# I never felt let up in contractions and never had the urge to push... anyone else?



## Tamashii

When I gave birth to my son I remember the contractions being spaced out at first, getting closer and more intense and then by the time we got to the hospital I was almost fully dilated and the contractions no longer eased off they just rolled together into one constant, intense pain. The midwife walked in at one point and said "Oooooh you naughty girl sucking on the gas and air when you're not even having a contraction!!!" but I was in intense pain so of course I was bloody well sucking on the G&A! Is this normal to have no let up in contractions just before reaching the pushing stage???

Also, when it came to pushing I never got the overwhelming urge to push. I only knew when to push when the midwife told me. I wouldn't have had a clue when to push if she hadn't been there to tell me exactly what to do.

I am 30 weeks along at the moment and starting to realise I am gonna have to go through this again and am worrying about that intense, unyielding pain that my contractions built up to last time. My friends were talking about maybe I had back labour and that can just be intense, constant pain whereas some women seem to have a break between contractions where they can talk and relax to catch their breath in preparation for the next one before starting pushing. I just never had this and I think the midwife just thought I was being a woos (but I have quite a high pain threshold normally so hate to think I was not coping or imagining the constant pain).

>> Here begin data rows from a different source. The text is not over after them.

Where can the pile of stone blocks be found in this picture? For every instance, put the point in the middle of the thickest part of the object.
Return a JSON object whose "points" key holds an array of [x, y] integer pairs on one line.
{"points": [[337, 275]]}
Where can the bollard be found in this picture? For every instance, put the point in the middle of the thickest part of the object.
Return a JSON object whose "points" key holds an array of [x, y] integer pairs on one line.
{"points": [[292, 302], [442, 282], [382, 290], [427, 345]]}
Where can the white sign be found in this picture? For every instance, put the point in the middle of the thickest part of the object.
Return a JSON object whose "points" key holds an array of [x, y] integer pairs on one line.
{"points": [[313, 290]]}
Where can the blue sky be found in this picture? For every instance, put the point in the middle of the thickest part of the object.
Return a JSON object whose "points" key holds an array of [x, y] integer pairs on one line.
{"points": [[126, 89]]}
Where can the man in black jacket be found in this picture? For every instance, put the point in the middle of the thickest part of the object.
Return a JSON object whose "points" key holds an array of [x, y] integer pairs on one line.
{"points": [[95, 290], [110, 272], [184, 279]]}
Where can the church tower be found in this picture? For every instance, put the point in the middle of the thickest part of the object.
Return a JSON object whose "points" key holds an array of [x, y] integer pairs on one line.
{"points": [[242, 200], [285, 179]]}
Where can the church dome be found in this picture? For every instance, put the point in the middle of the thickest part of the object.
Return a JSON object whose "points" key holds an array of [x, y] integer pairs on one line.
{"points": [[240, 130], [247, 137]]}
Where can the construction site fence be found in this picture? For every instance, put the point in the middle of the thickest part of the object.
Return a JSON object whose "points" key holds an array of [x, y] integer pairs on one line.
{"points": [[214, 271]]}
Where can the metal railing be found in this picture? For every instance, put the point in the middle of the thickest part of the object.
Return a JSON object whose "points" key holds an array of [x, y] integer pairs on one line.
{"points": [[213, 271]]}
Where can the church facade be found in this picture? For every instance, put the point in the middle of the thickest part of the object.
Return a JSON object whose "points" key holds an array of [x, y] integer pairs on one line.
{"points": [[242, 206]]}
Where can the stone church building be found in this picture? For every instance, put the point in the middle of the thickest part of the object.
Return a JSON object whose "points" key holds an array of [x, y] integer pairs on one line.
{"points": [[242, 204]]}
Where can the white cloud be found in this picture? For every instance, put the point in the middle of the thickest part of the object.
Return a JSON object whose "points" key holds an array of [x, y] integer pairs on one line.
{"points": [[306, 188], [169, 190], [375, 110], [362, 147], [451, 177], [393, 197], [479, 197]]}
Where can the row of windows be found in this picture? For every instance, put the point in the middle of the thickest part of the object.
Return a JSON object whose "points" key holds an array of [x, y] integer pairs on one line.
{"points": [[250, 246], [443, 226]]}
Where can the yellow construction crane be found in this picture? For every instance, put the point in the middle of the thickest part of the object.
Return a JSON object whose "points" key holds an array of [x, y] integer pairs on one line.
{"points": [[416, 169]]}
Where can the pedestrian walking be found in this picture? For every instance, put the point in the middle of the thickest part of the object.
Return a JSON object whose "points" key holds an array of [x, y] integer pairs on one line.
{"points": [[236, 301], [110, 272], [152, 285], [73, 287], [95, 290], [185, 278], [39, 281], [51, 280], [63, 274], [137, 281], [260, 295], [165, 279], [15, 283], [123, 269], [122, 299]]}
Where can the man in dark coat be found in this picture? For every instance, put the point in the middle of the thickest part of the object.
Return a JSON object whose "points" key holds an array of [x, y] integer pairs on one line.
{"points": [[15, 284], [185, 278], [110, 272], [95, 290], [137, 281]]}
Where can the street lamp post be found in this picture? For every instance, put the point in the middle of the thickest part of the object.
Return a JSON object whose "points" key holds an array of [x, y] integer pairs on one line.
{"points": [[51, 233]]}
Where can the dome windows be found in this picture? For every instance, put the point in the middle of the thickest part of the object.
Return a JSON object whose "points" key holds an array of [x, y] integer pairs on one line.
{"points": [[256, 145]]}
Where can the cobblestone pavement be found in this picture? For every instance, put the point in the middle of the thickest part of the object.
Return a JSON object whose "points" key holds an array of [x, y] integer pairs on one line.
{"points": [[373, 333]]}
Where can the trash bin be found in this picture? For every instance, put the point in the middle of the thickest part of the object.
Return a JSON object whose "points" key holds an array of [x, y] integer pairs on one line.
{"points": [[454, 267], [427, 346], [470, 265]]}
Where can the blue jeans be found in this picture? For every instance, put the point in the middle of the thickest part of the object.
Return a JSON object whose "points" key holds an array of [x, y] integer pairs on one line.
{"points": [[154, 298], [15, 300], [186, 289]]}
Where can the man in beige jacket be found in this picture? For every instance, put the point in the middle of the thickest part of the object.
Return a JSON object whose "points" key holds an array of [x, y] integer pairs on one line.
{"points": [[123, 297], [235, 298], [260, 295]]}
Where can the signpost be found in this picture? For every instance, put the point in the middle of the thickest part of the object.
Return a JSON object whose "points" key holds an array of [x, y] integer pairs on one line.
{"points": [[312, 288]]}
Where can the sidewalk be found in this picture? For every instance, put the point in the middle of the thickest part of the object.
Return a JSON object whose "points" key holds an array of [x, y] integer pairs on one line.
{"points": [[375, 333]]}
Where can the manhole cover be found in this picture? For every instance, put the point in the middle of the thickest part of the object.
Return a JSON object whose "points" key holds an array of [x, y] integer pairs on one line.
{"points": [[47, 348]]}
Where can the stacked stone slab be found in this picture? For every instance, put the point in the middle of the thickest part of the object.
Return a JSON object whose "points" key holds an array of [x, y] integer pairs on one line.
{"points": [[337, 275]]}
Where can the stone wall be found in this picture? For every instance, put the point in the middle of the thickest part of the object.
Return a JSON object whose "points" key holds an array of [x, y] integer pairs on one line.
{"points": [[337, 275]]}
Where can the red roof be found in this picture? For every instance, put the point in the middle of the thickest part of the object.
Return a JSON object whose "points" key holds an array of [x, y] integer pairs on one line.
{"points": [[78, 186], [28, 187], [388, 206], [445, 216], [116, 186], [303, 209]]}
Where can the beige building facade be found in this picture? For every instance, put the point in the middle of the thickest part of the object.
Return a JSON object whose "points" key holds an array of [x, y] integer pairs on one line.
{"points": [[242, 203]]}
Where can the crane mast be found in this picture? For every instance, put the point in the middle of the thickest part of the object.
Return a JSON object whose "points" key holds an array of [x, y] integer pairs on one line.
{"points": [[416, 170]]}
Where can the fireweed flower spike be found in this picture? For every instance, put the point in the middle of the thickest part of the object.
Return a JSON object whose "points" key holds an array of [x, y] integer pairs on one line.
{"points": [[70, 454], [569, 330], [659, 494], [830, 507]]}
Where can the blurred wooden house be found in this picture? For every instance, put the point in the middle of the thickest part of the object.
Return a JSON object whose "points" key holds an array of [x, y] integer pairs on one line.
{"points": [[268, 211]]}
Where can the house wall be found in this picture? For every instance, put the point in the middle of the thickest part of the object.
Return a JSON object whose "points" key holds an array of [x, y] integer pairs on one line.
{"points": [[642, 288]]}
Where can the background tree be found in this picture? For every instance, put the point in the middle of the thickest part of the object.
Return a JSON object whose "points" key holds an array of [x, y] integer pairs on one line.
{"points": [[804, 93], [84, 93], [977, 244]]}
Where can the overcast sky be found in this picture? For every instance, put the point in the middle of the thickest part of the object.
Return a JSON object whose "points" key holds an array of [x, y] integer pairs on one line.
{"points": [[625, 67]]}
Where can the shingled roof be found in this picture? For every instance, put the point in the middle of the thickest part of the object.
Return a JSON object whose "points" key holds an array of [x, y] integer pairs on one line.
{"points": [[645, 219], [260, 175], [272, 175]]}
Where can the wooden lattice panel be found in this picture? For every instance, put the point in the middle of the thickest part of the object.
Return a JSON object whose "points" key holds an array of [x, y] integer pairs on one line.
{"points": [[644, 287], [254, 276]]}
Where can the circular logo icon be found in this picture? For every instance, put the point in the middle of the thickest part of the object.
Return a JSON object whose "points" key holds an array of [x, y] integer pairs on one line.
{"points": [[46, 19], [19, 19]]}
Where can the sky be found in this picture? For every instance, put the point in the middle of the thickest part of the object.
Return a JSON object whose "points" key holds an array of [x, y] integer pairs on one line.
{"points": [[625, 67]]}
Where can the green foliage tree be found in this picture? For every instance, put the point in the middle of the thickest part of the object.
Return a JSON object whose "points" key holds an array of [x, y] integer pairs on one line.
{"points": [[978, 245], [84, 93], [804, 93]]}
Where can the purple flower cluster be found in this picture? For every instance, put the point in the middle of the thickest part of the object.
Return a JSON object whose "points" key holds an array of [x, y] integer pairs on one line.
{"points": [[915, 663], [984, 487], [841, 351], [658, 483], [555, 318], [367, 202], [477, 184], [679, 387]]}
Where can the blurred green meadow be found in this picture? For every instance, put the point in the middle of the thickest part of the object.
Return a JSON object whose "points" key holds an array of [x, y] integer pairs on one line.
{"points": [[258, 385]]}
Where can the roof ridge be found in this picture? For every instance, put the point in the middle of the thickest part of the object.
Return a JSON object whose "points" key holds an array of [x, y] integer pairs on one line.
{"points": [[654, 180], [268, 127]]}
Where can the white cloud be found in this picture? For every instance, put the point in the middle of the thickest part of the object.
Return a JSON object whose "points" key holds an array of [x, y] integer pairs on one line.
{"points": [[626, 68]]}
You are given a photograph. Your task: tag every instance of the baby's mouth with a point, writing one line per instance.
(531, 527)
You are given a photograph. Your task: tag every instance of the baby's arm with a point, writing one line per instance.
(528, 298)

Anyone else know what i am on about?

Thanks in advance :flower:


----------



## emzky90

I never really had the urge either! I only had gas and air so could still feel everything....the midwife came in and examined me and said "right i can feel your babies head do you feel the urge to push?" and i remember thinkin no lol


----------



## Cazza89

I had the exact same as you. I was constantly on the gas and air without any breaks as I was in constant pain, I had an epidural at that point as I'd been in labour for so long and I was exhausted. It was such a relief when that kicked in!! 
My contractions also stopped so I had to have something to start them off again!

I also never had the real urge to push but my midwife was telling me to push waaay before I felt ready coz he hadn't dropped and she wanted me to get him down the birth canal. She had me on my back ( which I now know to be the worst position for giving labour in! ) And I felt like I was pushing against nothing, if that makes sense!? My body wasn't ready to push. In the end, my son got stuck. He was 9lb 1 born and only 4 1/2 hours past his due date! I'd been predicted a 6-7lb baby. I was only tiny, a size 8 and had a tiny, neat little bump and didn't put on any weight apart from my babies! I was cut and had ventouse in the end. 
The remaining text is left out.